A lawsuit related to the brand name of a company, however, probably could
limit their acquisition chances. So try to sell to them, instead of
litigating. Even if you win, they might run out of money before you get your
attorney fees compensated, and you could be out of pocket a lot of $$.

------
brudgers
My random advice from the internet:

In the context of the other recent thread:
[https://news.ycombinator.com/item?id=12011012](https://news.ycombinator.com/item?id=12011012)
This course of action should run by a lawyer.

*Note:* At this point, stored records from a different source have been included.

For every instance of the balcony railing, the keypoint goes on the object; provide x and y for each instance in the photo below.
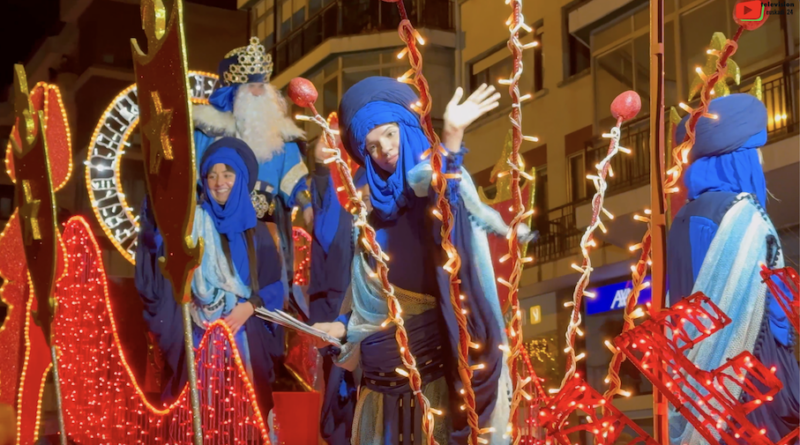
(780, 87)
(354, 17)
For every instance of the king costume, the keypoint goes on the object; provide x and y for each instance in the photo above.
(246, 106)
(386, 412)
(716, 244)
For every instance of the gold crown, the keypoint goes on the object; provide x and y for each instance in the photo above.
(252, 60)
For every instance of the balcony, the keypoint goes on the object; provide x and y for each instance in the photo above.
(628, 190)
(342, 18)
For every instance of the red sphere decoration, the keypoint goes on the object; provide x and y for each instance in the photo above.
(626, 106)
(302, 92)
(749, 16)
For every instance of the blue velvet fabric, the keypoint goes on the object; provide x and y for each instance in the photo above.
(163, 315)
(724, 163)
(368, 104)
(412, 238)
(739, 118)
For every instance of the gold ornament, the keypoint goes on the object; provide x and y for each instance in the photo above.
(757, 90)
(156, 131)
(732, 71)
(29, 212)
(252, 60)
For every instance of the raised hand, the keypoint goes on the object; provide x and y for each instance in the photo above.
(458, 116)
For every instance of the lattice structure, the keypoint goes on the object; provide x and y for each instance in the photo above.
(703, 397)
(443, 212)
(603, 421)
(791, 282)
(102, 401)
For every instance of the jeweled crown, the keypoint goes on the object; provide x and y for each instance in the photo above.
(252, 61)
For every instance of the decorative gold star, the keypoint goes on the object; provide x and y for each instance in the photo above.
(29, 211)
(157, 132)
(721, 89)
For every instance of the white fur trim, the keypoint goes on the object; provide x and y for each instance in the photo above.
(212, 121)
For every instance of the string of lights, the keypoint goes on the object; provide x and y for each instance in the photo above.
(680, 157)
(624, 107)
(103, 403)
(516, 22)
(303, 94)
(443, 212)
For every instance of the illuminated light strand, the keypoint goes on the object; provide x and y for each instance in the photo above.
(45, 89)
(411, 37)
(102, 400)
(585, 269)
(514, 326)
(369, 244)
(680, 156)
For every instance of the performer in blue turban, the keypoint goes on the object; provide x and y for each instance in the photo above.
(382, 133)
(331, 257)
(244, 105)
(237, 272)
(716, 244)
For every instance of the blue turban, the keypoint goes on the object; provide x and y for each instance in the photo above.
(237, 214)
(370, 103)
(724, 157)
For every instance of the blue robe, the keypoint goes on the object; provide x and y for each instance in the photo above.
(331, 256)
(163, 314)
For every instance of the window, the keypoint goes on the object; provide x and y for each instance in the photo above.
(262, 19)
(577, 177)
(580, 56)
(538, 63)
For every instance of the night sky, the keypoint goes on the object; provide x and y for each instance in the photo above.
(26, 25)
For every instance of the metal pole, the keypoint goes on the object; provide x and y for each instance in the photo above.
(194, 394)
(57, 386)
(658, 222)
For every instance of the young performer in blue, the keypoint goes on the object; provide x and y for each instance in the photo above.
(246, 106)
(237, 272)
(331, 257)
(382, 133)
(716, 245)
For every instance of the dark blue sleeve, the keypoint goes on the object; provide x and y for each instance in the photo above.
(271, 290)
(161, 312)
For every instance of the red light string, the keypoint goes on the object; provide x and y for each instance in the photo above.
(410, 37)
(680, 157)
(103, 403)
(299, 92)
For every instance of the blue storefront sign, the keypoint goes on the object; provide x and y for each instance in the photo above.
(613, 297)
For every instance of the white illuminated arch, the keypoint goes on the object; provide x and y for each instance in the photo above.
(106, 148)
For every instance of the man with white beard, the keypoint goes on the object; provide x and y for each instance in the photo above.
(244, 105)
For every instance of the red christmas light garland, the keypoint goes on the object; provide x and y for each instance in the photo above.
(103, 402)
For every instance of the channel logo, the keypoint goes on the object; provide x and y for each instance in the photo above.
(752, 11)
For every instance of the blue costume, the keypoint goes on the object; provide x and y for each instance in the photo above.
(331, 257)
(221, 282)
(282, 173)
(716, 244)
(410, 235)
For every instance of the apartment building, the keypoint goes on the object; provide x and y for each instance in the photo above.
(588, 52)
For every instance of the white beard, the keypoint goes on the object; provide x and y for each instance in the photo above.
(262, 123)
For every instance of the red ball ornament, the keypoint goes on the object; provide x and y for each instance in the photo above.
(626, 106)
(302, 92)
(749, 14)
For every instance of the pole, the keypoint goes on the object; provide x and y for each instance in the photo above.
(658, 222)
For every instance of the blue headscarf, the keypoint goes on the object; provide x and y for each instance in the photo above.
(373, 102)
(724, 157)
(237, 214)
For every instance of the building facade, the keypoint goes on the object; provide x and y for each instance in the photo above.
(589, 51)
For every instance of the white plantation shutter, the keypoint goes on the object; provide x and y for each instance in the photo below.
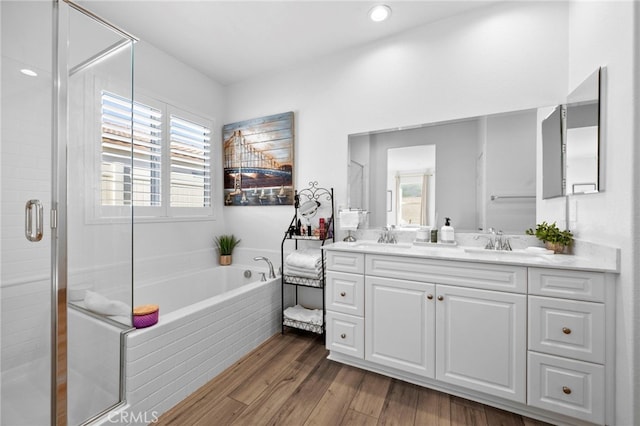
(190, 164)
(130, 176)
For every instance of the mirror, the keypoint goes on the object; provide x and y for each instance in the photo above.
(582, 138)
(479, 171)
(571, 143)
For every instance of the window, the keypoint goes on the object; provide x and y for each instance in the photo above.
(156, 158)
(118, 158)
(190, 164)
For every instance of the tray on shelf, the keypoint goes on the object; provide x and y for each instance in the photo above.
(309, 282)
(318, 329)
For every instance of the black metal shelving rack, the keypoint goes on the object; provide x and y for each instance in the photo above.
(311, 194)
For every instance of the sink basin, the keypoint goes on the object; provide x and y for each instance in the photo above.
(528, 252)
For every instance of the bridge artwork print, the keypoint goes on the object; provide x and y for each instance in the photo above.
(258, 161)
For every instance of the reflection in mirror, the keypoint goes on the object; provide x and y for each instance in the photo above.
(485, 173)
(582, 137)
(411, 177)
(552, 165)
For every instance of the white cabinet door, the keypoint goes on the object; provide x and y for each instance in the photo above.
(399, 325)
(481, 340)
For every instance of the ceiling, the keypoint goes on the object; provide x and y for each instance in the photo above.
(231, 41)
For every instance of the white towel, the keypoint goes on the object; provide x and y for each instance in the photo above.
(315, 274)
(101, 305)
(306, 259)
(349, 219)
(302, 314)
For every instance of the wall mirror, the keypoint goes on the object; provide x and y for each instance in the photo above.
(582, 138)
(571, 143)
(479, 171)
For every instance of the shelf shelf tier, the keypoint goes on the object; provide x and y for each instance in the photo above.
(316, 328)
(303, 281)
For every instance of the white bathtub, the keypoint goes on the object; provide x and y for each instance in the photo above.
(208, 320)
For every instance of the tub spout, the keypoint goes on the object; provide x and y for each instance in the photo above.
(272, 274)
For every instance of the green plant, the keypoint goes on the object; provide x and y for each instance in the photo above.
(552, 234)
(226, 243)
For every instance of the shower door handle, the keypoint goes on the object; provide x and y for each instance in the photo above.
(31, 209)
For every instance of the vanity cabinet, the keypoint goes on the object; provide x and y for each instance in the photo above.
(567, 343)
(400, 324)
(537, 340)
(481, 340)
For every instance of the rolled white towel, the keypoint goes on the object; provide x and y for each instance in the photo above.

Overall, framing this as a purely business matter rather than one of
morals/ethics/justice might be useful. My intuition is that there is money set
aside to purchase the domain and a timeline for acquiring it. If there are
millions of dollars for a law suit with uncertain outcomes, there is even more
for a certain quick outcome.

Anyway, there's nothing to be gained by treating matters as personal or evil
regardless of what they might be.

Good luck.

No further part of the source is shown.